In the end, however, the policemen are unceremoniously murdered by the working class gunman Vilmar, who Flavia learns eventually made his way to Armando. Although we never see his death, the impact could not be greater, leaving a haunting crater in the landscape of O Agente Secreto's epilogue. Flavia makes her way up to Recife to meet Fernando, now played by a more well-groomed Wagner Moura. On both viewings, this is the moment in the near three hour runtime where I think Moura earns all the acclaim of the last several months. In a year with many actors playing multiple characters (Jackson Yee in 狂野时代 (Resurrection), Mia Goth in Frankenstein) or even twins (Michael B. Jordan in Sinners, Dylan O'Brien in Twinless), Moura most succeeds in tangibly emphasizing the differences between his respective characters as people.
Fernando, who works as a doctor at a hospital, is unable to recall what his mother or father looked like, even inventing a memory of waiting for his father the day Armando was assassinated.
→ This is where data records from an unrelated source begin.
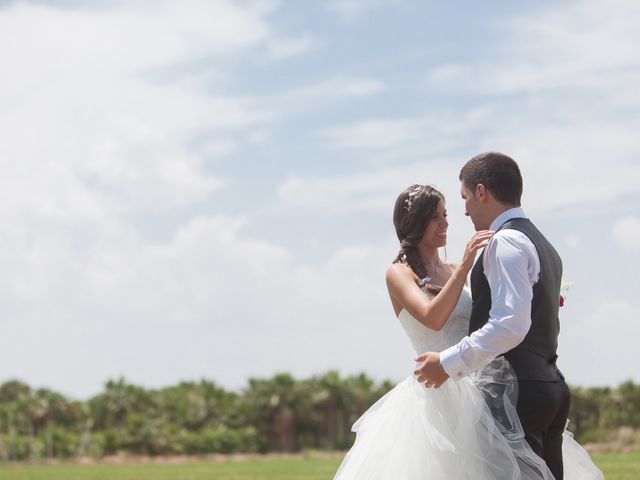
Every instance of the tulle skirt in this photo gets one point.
(414, 432)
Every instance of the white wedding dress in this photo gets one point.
(449, 433)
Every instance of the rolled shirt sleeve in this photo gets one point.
(512, 267)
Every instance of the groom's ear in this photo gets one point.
(481, 192)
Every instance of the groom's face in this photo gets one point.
(472, 207)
Instead, the memory of his childhood that most resonates with him is when his grandfather took him to see Jaws, an episode surely inspired by Mendonça's own childhood. He bids Flavia farewell but does accept a flash drive containing Elza's tape, the only surviving audio of his father's voice. Finally, in an ending that truly shakes me to my core, he reveals that the movie palace where one of his most cherished memories took place was eventually torn down and turned into his hospital. So it goes.
A film like O Agente Secreto is truly rare, borrowing from 70s Pakula conspiracy thrillers as much as the sociological underpinnings of Varda or the gleeful splatter-driven thrills of Carpenter. Between the vividly humid visuals brought by cinematographer Evgenia Alexandrova and the beautifully interwoven score by the brothers Alves, it can be so easy to get lost in the world Mendonça and his collaborators capture. Most likely, I will continue to watch it again and again as I continue to keep a close eye on one of the most exciting filmmakers of the 21st century.
"Just sad, y'know? But life goes on, and I wanna say you guys have made me happy, just keep that in mind. This shit will pass, y'hear?"